The fact that I was often left alone in the streets of New York, without my mother and father there for me, still lingers in my thoughts today. I do, however, remember the first – and perhaps only – day that my father and I did something together. He owned a tiny barber shop in New York. He had put up posters, advertising the circus, in his front window and in return we got free tickets.
Usually my father would spend Sundays (his only day off) playing Pinnacle with his friends. Looking back I wish he had chosen to spend more time finding things to do with me. I loved him, but there was little love beyond the fact that he was my birth father. Maybe I expected too much from him?
He was not athletic so we could not play football, baseball, or catch together. We couldn’t go fishing, either – no water or ocean to do that! We couldn’t afford to go to the movies, and there were no television programs to watch together, because TV was not a part of our lives back then.
We were not religious, so didn’t go to a church or synagogue together. Sometimes the family would go out to a farm for the summer, but my father always stayed behind to work.

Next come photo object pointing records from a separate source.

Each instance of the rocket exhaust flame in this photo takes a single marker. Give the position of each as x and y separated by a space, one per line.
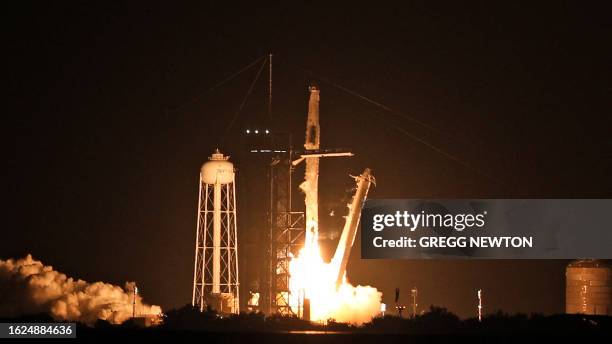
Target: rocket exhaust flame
323 284
36 288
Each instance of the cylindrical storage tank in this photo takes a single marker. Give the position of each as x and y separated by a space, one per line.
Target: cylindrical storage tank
588 288
217 169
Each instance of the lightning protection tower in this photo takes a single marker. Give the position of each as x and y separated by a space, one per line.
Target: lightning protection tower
215 275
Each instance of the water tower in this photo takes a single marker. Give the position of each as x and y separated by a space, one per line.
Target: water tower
215 275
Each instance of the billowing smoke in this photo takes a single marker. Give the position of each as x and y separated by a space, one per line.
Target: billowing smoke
27 286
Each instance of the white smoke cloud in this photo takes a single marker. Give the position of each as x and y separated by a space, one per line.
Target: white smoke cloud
27 286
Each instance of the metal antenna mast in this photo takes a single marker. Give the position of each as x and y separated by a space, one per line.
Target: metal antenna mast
270 86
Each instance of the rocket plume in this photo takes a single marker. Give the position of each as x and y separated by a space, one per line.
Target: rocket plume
325 283
27 286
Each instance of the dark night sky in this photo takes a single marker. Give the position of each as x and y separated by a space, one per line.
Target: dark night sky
105 144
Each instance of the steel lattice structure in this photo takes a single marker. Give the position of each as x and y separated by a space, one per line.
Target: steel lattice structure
215 277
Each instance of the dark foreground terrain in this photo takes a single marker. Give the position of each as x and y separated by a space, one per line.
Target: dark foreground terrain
436 325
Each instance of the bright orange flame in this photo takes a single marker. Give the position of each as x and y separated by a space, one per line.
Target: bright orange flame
313 278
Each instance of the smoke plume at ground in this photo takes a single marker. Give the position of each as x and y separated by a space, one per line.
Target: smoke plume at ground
27 286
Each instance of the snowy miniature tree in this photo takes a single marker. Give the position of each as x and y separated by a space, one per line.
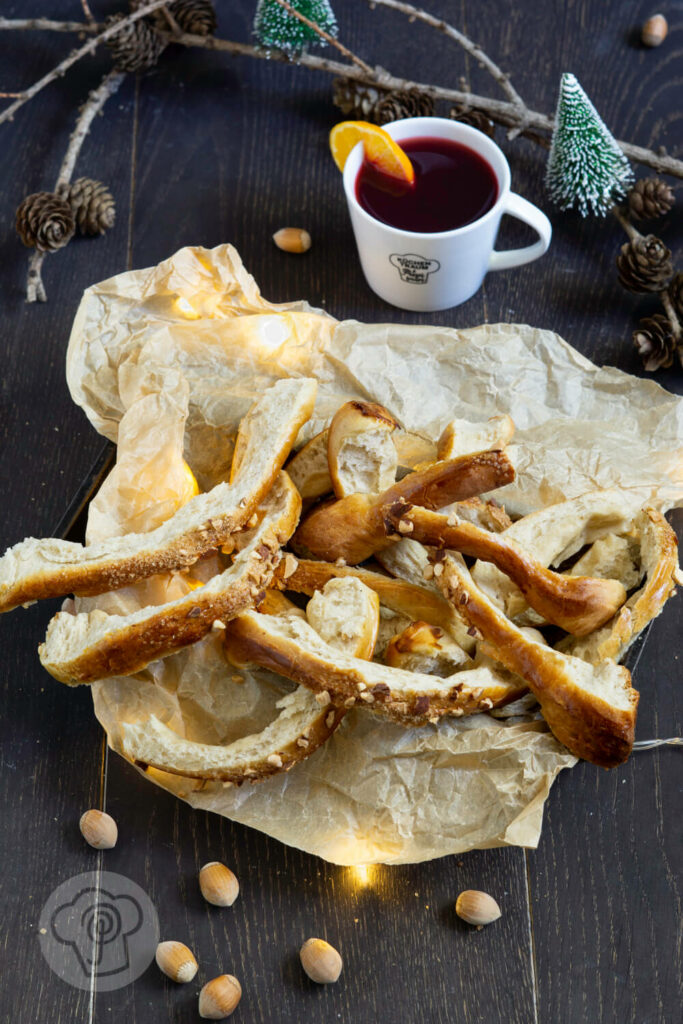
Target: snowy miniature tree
586 167
276 29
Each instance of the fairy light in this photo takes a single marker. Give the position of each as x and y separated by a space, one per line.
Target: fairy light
363 875
186 308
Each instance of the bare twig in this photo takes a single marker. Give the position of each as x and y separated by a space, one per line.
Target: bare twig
86 10
475 51
326 36
35 290
75 55
23 24
171 22
505 113
676 328
514 115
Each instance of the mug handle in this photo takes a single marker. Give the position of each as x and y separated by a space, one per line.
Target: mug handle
523 210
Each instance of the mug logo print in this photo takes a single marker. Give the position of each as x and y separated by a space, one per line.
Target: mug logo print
413 268
98 928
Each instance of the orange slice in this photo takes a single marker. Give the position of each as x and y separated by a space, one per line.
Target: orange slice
380 148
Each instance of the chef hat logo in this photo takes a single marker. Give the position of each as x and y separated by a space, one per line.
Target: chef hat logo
101 927
414 268
97 925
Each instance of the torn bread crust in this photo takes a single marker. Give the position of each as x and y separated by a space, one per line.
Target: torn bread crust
94 645
658 558
309 470
555 532
301 726
346 614
578 604
40 568
361 455
352 527
590 709
292 648
461 436
397 595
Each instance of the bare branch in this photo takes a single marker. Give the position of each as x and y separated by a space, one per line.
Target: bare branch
75 55
475 51
35 290
86 10
326 36
502 112
23 24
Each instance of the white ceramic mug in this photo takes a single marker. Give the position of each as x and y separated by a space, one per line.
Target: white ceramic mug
425 271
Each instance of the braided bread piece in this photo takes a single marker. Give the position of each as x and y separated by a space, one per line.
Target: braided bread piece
352 527
578 604
304 720
39 568
291 647
590 709
94 645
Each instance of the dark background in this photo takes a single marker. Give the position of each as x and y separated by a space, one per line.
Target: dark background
208 148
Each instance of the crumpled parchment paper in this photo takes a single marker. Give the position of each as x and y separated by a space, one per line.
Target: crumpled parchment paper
166 361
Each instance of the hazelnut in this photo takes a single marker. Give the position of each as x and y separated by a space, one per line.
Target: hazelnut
321 961
654 31
219 997
476 907
218 884
98 828
292 240
176 962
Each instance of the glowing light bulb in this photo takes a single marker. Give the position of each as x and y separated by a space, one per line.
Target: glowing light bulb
363 875
186 308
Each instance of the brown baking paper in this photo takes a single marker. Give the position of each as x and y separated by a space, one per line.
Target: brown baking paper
167 360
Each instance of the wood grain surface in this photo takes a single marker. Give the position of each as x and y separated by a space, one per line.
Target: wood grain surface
208 148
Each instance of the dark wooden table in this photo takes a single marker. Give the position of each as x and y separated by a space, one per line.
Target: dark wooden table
209 148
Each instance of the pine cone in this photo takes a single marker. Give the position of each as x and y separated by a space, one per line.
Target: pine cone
45 221
353 99
402 103
655 342
476 119
644 264
92 205
196 16
650 198
675 289
136 47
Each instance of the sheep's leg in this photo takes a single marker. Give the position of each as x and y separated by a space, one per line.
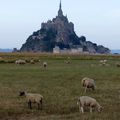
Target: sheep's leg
41 103
85 89
82 110
38 106
30 105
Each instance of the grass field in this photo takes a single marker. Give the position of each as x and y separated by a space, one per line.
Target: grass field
60 84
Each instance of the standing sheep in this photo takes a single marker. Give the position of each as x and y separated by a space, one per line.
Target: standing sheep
44 64
33 98
20 62
88 83
85 101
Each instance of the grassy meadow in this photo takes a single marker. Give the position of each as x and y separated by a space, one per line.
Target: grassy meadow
60 84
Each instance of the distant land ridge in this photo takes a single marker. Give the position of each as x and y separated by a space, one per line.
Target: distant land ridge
59 32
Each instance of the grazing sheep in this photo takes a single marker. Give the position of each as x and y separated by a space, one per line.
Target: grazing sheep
85 101
103 62
20 62
32 61
118 64
44 64
32 98
88 83
67 61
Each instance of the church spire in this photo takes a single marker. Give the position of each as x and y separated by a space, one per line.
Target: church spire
60 7
60 12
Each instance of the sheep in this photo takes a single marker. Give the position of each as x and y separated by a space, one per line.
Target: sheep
88 83
86 101
118 64
20 62
32 98
44 64
103 62
32 61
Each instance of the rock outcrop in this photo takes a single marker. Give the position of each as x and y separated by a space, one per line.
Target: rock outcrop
59 32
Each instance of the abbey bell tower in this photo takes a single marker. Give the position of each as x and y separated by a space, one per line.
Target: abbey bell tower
60 12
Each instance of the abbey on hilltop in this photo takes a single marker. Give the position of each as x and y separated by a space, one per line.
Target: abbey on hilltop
58 35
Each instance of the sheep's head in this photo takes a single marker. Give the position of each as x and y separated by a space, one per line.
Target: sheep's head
21 93
100 108
78 101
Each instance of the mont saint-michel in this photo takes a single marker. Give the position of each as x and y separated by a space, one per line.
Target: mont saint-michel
58 35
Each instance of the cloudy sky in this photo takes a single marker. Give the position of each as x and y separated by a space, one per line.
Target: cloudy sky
98 20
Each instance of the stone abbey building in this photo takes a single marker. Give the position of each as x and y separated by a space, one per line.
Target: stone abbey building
59 33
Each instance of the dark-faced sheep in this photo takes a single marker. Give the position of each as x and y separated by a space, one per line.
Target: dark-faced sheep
44 64
88 83
32 98
20 62
85 101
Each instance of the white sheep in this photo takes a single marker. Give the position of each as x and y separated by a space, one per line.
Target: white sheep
85 101
33 98
103 62
20 61
44 64
32 61
88 83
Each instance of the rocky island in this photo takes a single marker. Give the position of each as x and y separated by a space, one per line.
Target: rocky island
59 32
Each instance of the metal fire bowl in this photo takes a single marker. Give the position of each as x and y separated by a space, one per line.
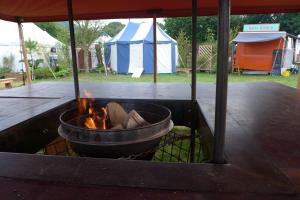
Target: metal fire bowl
120 142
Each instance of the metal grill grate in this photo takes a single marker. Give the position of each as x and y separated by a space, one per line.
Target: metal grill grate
174 147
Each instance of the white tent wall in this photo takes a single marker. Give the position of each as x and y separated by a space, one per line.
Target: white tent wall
139 50
10 44
136 57
113 57
164 58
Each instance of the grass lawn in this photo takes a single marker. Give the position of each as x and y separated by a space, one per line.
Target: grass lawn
182 78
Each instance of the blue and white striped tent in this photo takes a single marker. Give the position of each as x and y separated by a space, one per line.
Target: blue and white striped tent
132 49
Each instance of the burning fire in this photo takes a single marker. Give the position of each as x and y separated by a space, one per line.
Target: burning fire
95 119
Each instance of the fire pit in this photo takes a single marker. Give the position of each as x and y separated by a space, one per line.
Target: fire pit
108 141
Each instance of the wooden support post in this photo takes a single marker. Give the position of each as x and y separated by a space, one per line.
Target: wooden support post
298 85
154 49
222 81
73 49
24 53
193 92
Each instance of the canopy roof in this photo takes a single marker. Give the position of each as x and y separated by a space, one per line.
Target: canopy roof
56 10
248 37
140 33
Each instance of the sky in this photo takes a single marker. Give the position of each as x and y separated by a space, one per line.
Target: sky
125 21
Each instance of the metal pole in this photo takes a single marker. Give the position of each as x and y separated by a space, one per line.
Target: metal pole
22 42
73 48
154 48
222 80
194 60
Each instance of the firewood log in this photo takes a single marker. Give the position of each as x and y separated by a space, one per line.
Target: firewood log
116 113
134 120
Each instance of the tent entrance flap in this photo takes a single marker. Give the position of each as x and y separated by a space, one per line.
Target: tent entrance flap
245 37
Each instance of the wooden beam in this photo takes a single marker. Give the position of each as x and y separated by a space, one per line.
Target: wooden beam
222 81
154 49
24 53
298 84
73 49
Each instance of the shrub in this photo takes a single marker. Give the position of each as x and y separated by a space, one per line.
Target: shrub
63 72
8 61
42 73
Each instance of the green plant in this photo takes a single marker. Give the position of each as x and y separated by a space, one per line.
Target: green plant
63 72
100 68
98 48
4 71
43 73
184 49
8 61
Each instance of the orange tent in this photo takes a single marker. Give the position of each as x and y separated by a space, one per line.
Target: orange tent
257 50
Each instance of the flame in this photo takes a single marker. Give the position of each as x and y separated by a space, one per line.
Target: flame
94 120
90 123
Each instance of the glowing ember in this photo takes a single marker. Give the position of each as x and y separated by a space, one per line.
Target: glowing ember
94 119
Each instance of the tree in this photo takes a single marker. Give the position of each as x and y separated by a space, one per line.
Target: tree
113 28
173 26
32 48
86 32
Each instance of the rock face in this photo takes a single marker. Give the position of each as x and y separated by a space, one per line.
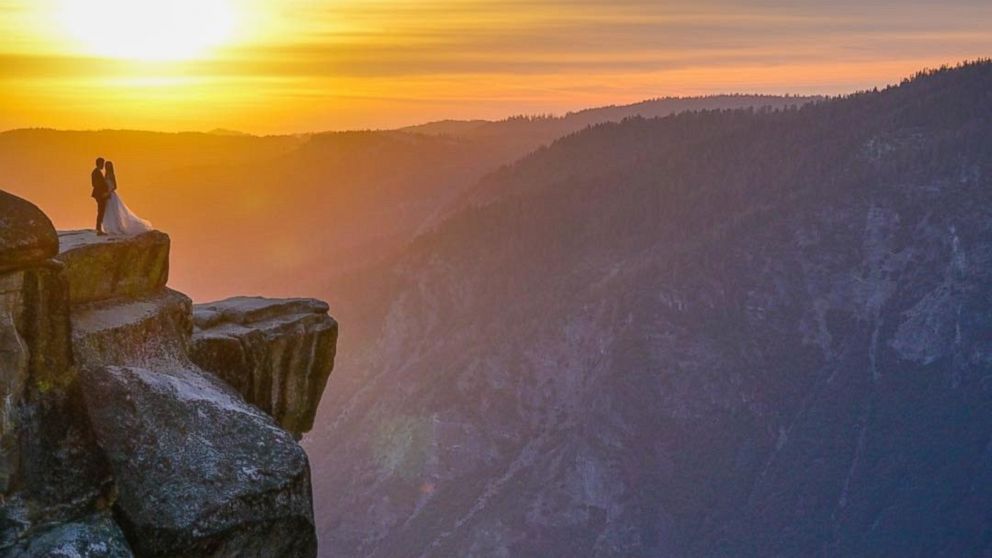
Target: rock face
26 234
200 472
101 268
97 536
139 331
50 470
102 409
277 353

On the one hand, though, I had no right to complain that my father was not there for me. He was, after all, working to provide for the family and keep the roof over our heads. I had to remember and love him for doing that, even though we never got a chance to really bond. The same went for my mother.
Many years later, as I write this, I realize I may have been a little off-base thinking Poor George – I didn’t get a chance to bond with my father. I had a great life, thanks – in part – to my mother and father who did whatever they could to give us a better life.
From now on I can tell myself to quit complaining! They loved me very much, and that is all that matters. But to all fathers out there, just remember – they’ll only be kids once.
Take time to bond with your kids – it’s worth it!